Builds running/failing before node is ready

I inherited a rather complex Jenkins setup, and now they’re telling me I’m the expert! I have a lot of CI/CD experience with other platforms, but only the most basic knowledge of Jenkins itself.

We’re using Jenkins 2.222.4 and I’d love to upgrade, but a test run of that path was full of tears so for now we’ve stayed on this old version.

We launch build nodes through AWS ASG (EC2 Fleet),which might be through a plugin- I’m not sure which one. We build an AMI with most of what we need, then run Chef Zero on them again after launching a new node- at which point they are available to jenkins.

The new problem we’re seeing on one type of our nodes is that the build seems to be running a few minutes before the node is actually ready.

Here is an example error:

11:05:34 Building remotely on minion-2xl i-abcdef12345678 (main mysql bazel-worker frontend) in workspace /mnt/jenkins/workspace/main/master/bazel-build
11:05:34 [WS-CLEANUP] Deleting project workspace...
11:05:34 [WS-CLEANUP] Deferred wipeout is used...
11:05:34 Running Prebuild steps
11:05:34 [bazel-build] $ /bin/bash /tmp/jenkins1234567890.sh
11:05:34 fatal: not a git repository: '/mnt/jenkins/main.git'
11:05:34 Failed build for hudson.tasks.Shell@3b2ac32e
...

If we wait 3-4 more minutes and run again, it runs fine. This failure returns when we spin up new nodes- until they have also been up for several minutes. Since we launch our nodes through ASG, we might only run a few builds on the node before it shuts down.

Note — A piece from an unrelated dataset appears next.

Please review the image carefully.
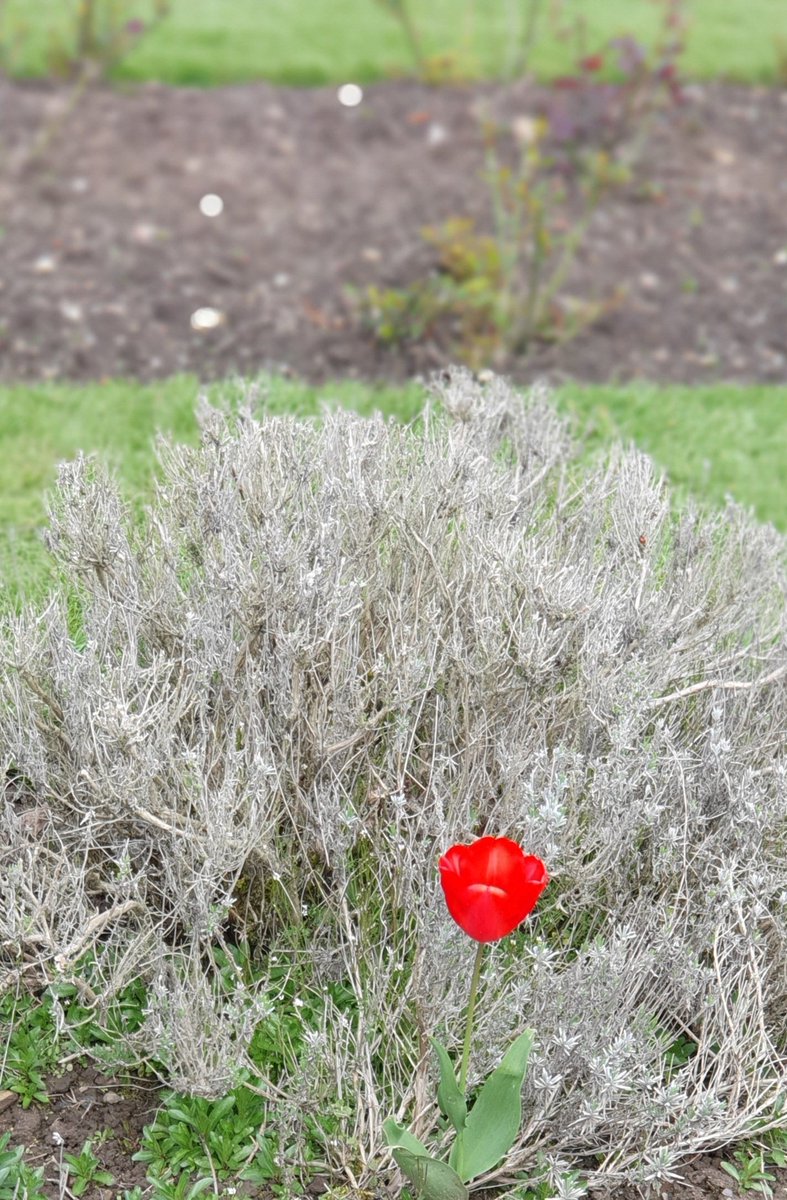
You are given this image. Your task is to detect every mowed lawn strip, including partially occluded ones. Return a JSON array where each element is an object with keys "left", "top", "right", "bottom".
[{"left": 2, "top": 0, "right": 787, "bottom": 86}]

So a high percentage of our builds are on “fresh” nodes, and failing due to overfreshness.

As far as I understand it- and I don’t really- it’s running a git command near “/mnt/jenkins/main.git” and it’s not quite ready. /mnt/jenkins is setup by the chef process before we build the ami- it’s also verified/corrected when chef runs again after launching the node. The chef code doesn’t do anything with git in that directory. Forgive my ignorance, but is a link to that git repo something that is set up by jenkins when it connects to a new node? Or is that something being set up in this particular job? My team uses bazel and groovy- which are also new to me, so I’m not too sure what steps the build process is actually executing.

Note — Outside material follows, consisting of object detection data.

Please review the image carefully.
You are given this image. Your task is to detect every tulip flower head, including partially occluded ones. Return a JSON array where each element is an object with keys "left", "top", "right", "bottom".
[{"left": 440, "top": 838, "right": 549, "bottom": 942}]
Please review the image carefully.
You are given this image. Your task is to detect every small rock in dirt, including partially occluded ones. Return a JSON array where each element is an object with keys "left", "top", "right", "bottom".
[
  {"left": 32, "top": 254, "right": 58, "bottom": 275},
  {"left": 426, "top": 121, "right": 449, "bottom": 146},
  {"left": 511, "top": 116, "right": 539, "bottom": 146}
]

The easiest thing would probably be to delay the node presenting as “ready” to the jenkins server. Is there somewhere to set that? Is there a check which is presenting the node as ready, which is missing something?

Any other advice is welcome. My googles- they have done nothing.

Thanks in advance.


I’m sure these settings are related.

So my hoping is you are using one of the cloud plugins to spin up your agent on demand. There’s a number of AWS integrations that should take care of that. I feel like that’s a good place to start looking into why an agent is marked ready before it’s ready.

My concern is that if inherited, it might not be using the cloud functionally and someone jury rigged something using a job. Something would spin up an instance, connect, then run scripts but Jenkins things it’s available.

So assuming the first, and a semi decent recent version of Jenkins, you should be able to find manage clouds in your nodes section. Sadly I haven’t been at an instance to take screenshot, but if you click the link at the top of the second box on the left it should take you there. I think the URL is /computer

Hi, thanks for reaching out!

For clarity, I’ll post the config under Manage Cloud:

Okay! I finally stumbled into the setting that was controlling this!

image

I failed to expand the “Advanced” area here under Launcher, and I found that my other nodes had a command called “Prefix Start Agent Command” where I am able to configure it to wait for the chef run to finish.

I can only blame my eyes for passing over that popout section many times.